The court further defined this "thorough" education in 1998 in ISEEO III, stating that the "thoroughness" mandate of the state constitution requires the state to "provide a means for school districts to fund facilities that offer a safe environment conducive to learning."
Following that decision, the trial court, in 2001, held that the state’s system of capital funding for school facilities was constitutionally deficient because of its exclusive reliance on local property taxes and bond levies to fund major repairs and replacement of dangerous structures.
In 2005, in ISEEO V, the Idaho Supreme Court affirmed the trial court’s conclusion and ordered the legislature to develop a facilities funding system that would meet constitutional requirements.
In 2002, the trial court appointed a special master to identify the deficient school facilities across the state, but the appointment was stayed and never went forward. The state legislature attempted to abolish the pending suit through restrictive legislation, but the Idaho Supreme Court ruled the legislature’s actions unconstitutional because the legislation had been designed specifically to eliminate the pending suit.
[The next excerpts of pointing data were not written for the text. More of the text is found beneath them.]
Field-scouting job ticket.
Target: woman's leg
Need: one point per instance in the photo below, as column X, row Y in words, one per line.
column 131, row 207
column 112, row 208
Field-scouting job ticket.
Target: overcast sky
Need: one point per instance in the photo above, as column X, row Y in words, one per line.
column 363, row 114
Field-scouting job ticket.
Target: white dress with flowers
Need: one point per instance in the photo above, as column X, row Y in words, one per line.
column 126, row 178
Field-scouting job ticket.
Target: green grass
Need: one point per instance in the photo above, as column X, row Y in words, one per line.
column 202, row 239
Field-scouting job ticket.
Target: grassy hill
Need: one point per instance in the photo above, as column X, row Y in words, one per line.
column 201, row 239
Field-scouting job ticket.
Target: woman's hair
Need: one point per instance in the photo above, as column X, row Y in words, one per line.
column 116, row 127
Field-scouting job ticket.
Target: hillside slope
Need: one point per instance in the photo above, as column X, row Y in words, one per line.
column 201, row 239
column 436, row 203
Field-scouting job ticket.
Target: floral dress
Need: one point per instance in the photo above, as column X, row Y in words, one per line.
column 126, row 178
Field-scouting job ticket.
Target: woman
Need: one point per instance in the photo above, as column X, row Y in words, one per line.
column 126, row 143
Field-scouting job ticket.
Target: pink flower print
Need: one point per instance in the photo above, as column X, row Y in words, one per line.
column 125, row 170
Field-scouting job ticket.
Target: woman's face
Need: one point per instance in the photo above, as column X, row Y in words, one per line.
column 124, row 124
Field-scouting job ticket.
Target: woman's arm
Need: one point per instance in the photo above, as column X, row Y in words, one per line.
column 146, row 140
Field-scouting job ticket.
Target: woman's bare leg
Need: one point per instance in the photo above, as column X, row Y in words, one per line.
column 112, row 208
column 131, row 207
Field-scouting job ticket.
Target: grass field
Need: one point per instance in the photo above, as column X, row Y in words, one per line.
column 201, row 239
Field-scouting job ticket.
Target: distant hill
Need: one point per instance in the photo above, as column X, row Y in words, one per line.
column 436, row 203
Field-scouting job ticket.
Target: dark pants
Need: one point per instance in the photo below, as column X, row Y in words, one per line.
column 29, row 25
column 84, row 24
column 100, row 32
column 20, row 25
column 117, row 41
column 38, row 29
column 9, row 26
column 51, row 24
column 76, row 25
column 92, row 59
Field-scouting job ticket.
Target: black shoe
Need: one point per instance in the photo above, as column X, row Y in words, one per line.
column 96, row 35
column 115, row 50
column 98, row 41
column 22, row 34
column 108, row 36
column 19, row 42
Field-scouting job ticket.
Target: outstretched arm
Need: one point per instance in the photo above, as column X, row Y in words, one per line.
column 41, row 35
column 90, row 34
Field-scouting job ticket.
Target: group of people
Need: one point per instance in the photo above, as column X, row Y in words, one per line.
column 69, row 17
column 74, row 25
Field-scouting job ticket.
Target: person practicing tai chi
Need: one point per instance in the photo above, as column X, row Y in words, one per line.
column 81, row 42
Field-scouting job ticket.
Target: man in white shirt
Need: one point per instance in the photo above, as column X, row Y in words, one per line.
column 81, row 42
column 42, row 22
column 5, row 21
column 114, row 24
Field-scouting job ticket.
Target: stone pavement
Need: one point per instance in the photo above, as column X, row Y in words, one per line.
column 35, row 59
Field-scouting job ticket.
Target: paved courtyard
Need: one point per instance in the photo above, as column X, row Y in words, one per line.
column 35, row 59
Plaintiffs have been unsuccessful in further attempts at litigation seeking remedial court orders to compel legislative action enforcing the creation of new funding schemes.
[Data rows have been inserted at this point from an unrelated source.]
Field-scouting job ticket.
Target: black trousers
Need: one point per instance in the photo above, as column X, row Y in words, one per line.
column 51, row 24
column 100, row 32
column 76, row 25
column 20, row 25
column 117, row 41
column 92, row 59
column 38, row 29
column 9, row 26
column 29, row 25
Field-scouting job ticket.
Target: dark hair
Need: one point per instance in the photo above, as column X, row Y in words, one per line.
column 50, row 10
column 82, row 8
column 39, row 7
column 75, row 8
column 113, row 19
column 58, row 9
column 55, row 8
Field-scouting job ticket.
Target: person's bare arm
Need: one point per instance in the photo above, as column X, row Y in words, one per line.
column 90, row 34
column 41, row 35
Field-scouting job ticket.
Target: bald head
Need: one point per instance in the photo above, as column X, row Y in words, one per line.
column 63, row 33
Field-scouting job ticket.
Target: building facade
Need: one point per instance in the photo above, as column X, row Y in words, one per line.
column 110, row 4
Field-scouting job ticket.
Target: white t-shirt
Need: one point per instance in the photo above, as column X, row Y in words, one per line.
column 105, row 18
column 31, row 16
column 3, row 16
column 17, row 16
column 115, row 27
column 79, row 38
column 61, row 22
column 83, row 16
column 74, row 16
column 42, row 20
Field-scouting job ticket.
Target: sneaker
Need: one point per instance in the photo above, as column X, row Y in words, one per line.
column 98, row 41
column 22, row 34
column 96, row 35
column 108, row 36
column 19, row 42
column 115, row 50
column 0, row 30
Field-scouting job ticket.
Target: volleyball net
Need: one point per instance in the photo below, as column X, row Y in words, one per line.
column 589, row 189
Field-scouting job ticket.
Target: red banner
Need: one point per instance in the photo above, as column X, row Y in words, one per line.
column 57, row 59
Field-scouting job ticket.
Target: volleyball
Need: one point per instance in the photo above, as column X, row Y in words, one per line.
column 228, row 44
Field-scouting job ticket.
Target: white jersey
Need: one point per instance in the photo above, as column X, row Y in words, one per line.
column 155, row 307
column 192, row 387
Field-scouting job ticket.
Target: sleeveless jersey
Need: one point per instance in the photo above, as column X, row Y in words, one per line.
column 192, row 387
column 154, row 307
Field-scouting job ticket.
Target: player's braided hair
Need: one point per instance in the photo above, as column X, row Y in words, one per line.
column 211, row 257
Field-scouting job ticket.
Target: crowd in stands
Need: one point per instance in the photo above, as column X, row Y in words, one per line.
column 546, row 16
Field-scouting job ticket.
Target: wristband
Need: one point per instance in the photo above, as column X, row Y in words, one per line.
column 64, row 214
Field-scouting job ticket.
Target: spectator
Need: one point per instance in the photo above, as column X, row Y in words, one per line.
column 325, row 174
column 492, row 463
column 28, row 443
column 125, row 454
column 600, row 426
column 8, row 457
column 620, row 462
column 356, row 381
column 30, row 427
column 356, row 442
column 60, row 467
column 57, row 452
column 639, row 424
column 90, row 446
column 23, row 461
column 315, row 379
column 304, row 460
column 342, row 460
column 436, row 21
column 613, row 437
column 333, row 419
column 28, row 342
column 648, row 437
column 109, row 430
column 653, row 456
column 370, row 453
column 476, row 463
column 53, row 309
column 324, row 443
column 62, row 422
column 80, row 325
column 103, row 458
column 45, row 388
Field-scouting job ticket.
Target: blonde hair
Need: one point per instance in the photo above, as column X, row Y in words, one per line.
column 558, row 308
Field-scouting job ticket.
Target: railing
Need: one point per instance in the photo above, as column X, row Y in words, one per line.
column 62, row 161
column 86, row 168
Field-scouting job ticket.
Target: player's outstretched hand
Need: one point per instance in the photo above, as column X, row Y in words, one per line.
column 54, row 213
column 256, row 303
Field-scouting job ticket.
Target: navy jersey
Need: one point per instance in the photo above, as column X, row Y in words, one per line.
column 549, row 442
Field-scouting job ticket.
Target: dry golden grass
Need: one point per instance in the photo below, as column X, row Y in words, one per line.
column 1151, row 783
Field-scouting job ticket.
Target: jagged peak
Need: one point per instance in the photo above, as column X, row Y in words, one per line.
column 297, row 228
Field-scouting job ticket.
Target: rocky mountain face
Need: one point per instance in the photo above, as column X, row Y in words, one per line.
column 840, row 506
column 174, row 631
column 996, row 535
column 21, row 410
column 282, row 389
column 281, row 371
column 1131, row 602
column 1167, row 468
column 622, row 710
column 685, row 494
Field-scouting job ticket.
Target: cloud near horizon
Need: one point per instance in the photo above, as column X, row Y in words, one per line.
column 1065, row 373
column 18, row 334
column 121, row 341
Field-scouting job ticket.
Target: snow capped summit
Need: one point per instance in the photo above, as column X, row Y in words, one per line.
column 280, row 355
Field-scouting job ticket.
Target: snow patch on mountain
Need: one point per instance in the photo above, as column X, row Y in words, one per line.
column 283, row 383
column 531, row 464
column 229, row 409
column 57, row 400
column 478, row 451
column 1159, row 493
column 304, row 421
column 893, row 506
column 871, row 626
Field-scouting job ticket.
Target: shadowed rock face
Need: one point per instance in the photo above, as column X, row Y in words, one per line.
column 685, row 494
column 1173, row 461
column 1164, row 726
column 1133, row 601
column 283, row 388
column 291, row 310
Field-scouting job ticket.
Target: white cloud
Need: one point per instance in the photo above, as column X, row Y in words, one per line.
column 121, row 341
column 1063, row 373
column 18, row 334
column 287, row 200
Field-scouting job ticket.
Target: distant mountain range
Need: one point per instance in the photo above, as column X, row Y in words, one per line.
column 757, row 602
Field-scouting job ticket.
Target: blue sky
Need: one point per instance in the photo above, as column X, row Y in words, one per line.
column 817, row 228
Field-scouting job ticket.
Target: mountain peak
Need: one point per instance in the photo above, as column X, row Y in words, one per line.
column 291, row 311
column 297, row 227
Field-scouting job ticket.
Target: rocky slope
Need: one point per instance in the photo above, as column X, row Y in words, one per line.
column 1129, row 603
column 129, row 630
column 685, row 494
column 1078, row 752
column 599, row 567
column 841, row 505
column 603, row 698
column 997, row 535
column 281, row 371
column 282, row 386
For more detailed information, email Education Justice.
"The stability of a republican form of government depending mainly upon the intelligence of the people, it shall be the duty of the legislature of Idaho, to establish and maintain a general, uniform and thorough system of public, free common schools." Idaho Const. art. IX, § 1.
In Thompson v. Engelking, the Idaho Supreme Court declined to establish education as a fundamental right since the language in the constitution’s education article is not worded as a direct command of the people or the state, and instead "mandates action by the Legislature. It does not establish education as a basic fundamental right." 537 P.2d 635, 648 (1975).
Later, in ISEEO v. Evans (ISEEO I), the court again found that "education is not a fundamental right because it is not a right directly guaranteed by the state constitution." 850 P.2d 724, 733 (1993). The court also established that "the uniformity requirement in the education clause requires only uniformity in curriculum, not uniformity in funding." It found that uniformity in funding was not required because the constitution "does not guarantee to the children of this state a right to be educated in such a manner that all services and facilities are equal throughout the state," and it agreed with a Washington decision in which a uniform education was interpreted to mean one that "enable[s] a child to transfer from one district to another within the same grade without substantial loss of credit or standing." 850 P.2d 724, 730-31 (internal citations omitted).
The court, in ISEEO v. State (ISEEO III), interpreted the "thoroughness" mandate of the state constitution to require the state to "provide a means for school districts to fund facilities that offer a safe environment conducive to learning…" 976 P.2d 913, 914 (1998).
Idaho does not have a state-funded preschool program but does provide a small state supplement for Head Start.